Game of Thrones
Stop watching after: Season 4
Total number of seasons: 8
If you are considering watching Game of Thrones, it is very likely that you are already aware the show doesn’t end well. Even though the last season got the most criticism, the quality of the writing in the series started deteriorating much earlier than that. By the end of the fourth season, there was not much left in terms of book material and the show creators took full control. That is also when the author of the book series, George R. R. Martin, became much less involved with the show. The unfortunate result was that Game of Thrones became almost a caricature of itself: shocking but logical plot twists were replaced with meaningless confusing ones, the smartest characters stopped making any sense, and the political intrigues made way for soapy plot lines.
According to Grunge (warning: spoilers in the full article),
…the subplots that played out in season five’s exotic new location sum up everything that Game of Thrones has turned into: they were slow, confusing and barely plausible. If the rest of GoT is going to be as underwhelming as the arrival of the long-awaited band of Sand Snakes, then the cast and crew might as well pack up and go home now.

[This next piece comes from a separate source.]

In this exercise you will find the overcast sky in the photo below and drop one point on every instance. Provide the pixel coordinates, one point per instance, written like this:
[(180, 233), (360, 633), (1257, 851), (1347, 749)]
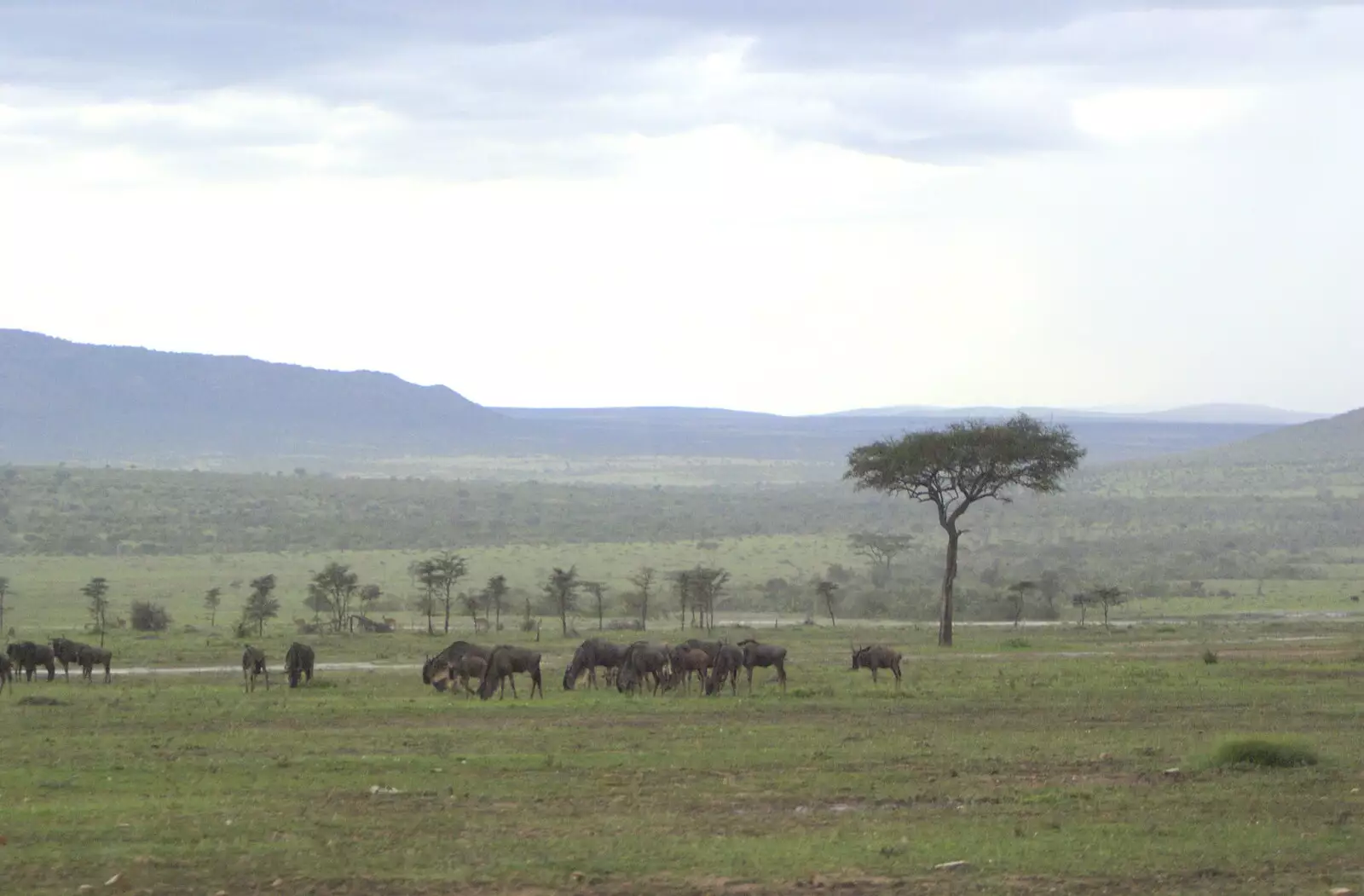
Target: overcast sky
[(777, 205)]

Unfortunately, the rest was even worse.
According to Lindsay Ellis (warning: spoilers in the full video),
…Game of Thrones took a sharp dive in quality after season 4. Some have blamed that on the show running out of source material, others have said as much as the lack of interesting new characters as all your faves were rapidly dying off (which they weren’t really in the books… whatever). I’m not here for that. So what really changed? Well as I see it, there were two main storytelling component shifts. One: that characters, let’s take for instance Tyrion, who are defined by their intelligence and ability to read the writing on the wall as far as Westerosi politics go, suddenly had to take a whole bunch of stupid pills in order for the plot to get where it needed to be. And number two: where in earlier seasons, the plot was highly motivated by the social trends of its fictional world, […] the show completely opted to ignore them in later seasons because it was simply inconvenient to the plot.